There is a church currently in London named Saint Mary-le-Bow that was constructed in about 1080 by the Archbishop of Canterbury. It is a Norman church which may have replaced a previous structure of Saxon origin, and that building may have been destroyed in a storm in 1071.
What is certain is that there was a terrible storm in the city of London in the month of October in the year 1091, based on a 12th century chronicle. This may be the actual date referred to by the Abbot Orsini, as it was recorded that there was a great wind and a tornado from the south that killed two men and lifted the roof and rafters of the church so high that when they fell the rafters were driven so far into the earth that only a seventh or eighth part of them remained visible. The rafters were nearly 30 feet long. It is also mentioned that the rafters could not be pulled back out of the ground, and so were sawed off at ground level and left. I can find no mention of an image of Mary that also was driven into the ground at that time.
The church of Saint Mary-le-Bow takes its name from the unusual Norman arches, or bows, which were considered a novelty. The church is thought to be built above a crypt from a much earlier age. Sir Christopher Wren, who rebuilt the church after it was destroyed in the Great Fire of 1666, felt it was of Roman origin, and wanted it used as a burial chamber. At that time the only access to the crypt was by a trapdoor with a ladder, although later a staircase was constructed to assist access.

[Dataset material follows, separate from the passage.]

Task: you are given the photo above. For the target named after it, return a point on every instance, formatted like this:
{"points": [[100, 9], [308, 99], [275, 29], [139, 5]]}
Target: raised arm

Besides the tornado that struck the church in 1091, there was a fire in 1196. A tower of the church collapsed in 1271, and the church was completely destroyed by the German’s in World War II before being rebuilt in 1964.
There is a saying that to be a true Londoner, a Cockney, one must be born within hearing distance of the bells of Saint Mary-Le-Bow. It is now an Anglican church.
The church was heavily damaged during the German Blitz in 1941 when a bomb struck the building. During the subsequent fire, the church bells crashed to the ground. New bells were cast in 1956, and the new church itself was consecrated in 1964.
There is a statue of Captain John Smith in the churchyard, as he was a parishioner of the church before going to the New World and founding the Virginia colony.